I doubt Joe Investor cares if his trade executes within a microsecond or in a few minutes. I even doubt he cares that much about the 1% price difference he may enjoy (or regret) from his investment within a week.
So why is everyone in the industry assuming Joe Investor is a day-trader with an algorithm at his desk? Even the active investors I've met keep stocks for sometime---the only "day-traders" I've met aren't in the investment business---they're there to benefit from minute-by-minute price fluctuation---leaching (by tiny amounts) the profits of long term participants.
I guess what I'm saying is, if high frequency trading is a billion dollar industry---those billions of dollars, in small amounts, were directly taken out of pockets of long-term investors---they're the inefficiency in the market.
Re:Clarification (Score:3, Insightful)
Sorry, what? They manipulated the market by buying and selling stock? How could they be convicted for trading? How can a buy or a sale constitute a "misleading signal"? Misleading whom? In relation to what fundamental truth?
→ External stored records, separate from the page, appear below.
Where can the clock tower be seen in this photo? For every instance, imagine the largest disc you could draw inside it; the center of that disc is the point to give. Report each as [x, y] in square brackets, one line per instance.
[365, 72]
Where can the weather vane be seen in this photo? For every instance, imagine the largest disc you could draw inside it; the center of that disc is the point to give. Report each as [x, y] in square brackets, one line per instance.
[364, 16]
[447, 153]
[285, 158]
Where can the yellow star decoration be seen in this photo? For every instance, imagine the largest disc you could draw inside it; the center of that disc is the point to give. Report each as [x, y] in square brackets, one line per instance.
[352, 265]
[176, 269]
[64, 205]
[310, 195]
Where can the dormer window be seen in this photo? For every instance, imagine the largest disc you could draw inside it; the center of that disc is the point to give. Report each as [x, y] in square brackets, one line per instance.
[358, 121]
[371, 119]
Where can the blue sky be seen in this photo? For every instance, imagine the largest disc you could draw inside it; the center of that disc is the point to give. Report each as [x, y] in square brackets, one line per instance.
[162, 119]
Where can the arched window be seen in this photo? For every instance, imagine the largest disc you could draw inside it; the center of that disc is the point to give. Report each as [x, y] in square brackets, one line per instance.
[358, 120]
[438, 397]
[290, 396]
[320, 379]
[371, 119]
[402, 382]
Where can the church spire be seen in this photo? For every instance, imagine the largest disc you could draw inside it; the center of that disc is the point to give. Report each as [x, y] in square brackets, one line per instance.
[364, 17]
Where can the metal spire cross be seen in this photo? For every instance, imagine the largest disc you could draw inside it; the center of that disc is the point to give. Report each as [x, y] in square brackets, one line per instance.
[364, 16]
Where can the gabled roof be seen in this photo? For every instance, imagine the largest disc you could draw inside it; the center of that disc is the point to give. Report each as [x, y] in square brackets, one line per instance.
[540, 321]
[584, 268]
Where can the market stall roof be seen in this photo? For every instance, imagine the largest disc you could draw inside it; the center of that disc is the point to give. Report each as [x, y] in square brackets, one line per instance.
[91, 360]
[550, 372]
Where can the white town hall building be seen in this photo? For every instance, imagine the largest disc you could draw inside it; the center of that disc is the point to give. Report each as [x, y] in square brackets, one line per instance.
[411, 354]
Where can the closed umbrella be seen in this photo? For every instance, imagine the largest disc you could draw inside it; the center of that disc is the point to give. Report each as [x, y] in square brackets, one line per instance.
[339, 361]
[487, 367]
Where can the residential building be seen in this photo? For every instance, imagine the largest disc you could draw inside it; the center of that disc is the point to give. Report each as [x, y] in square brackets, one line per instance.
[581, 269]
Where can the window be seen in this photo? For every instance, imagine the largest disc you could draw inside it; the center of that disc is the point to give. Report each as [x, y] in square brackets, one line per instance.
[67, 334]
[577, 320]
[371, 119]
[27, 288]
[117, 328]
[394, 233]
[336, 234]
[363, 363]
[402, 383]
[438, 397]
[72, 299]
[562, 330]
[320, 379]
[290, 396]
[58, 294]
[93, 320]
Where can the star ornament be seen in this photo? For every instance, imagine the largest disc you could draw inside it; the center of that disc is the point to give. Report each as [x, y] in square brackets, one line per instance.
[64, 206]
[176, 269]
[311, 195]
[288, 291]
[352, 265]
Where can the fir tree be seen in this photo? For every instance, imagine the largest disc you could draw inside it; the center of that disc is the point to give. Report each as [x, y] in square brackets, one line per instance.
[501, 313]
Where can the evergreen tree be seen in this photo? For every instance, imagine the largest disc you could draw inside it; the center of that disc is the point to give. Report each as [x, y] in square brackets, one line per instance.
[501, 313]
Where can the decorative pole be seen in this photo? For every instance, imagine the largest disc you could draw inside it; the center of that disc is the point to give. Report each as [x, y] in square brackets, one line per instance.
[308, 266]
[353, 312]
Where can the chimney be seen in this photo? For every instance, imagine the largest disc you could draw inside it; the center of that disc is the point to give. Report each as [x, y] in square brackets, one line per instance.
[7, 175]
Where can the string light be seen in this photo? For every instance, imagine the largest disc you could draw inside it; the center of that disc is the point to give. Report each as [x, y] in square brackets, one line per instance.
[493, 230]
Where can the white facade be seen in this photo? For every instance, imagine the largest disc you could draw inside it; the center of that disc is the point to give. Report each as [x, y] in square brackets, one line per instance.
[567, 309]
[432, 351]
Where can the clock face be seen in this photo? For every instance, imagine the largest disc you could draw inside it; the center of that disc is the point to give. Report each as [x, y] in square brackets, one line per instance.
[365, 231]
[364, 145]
Re:Intriguing (Score:3, Insightful)
The prominence of HFT does two things. Firstly, it makes the market liquid and more efficient - the difference between the prices at which Joe Investor can buy or sell a stock is probably down to fractions of a penny. Which you don't notice on the individual scale, but it improves the functioning of the whole market.
Secondly, and this is the more controversial factor, it can make the market more sensitive. See the recent article about the chicago futures whatchumacallit - note that it started due to an actual owner of whatever the commodity was (lumber? I forget) wanting to offload $4B worth. The HFT algorithms got wind of it, the price dived down a ways, the seller lost a substantial amount of money, then the market realised it was essentially a fuss about nothing and the price recovered.
Now, you could say that the HFT guys turned the molehill into a mountain. But personally I'd prefer to hear about it when someone tries to sell $4B of what I was just about to buy on the cheap. Thanks to the HFT folks, now the market as a whole twitches, where previously it would be only the big, well-informed investment trusts who heard about it. Up to you whether you think that's better or worse.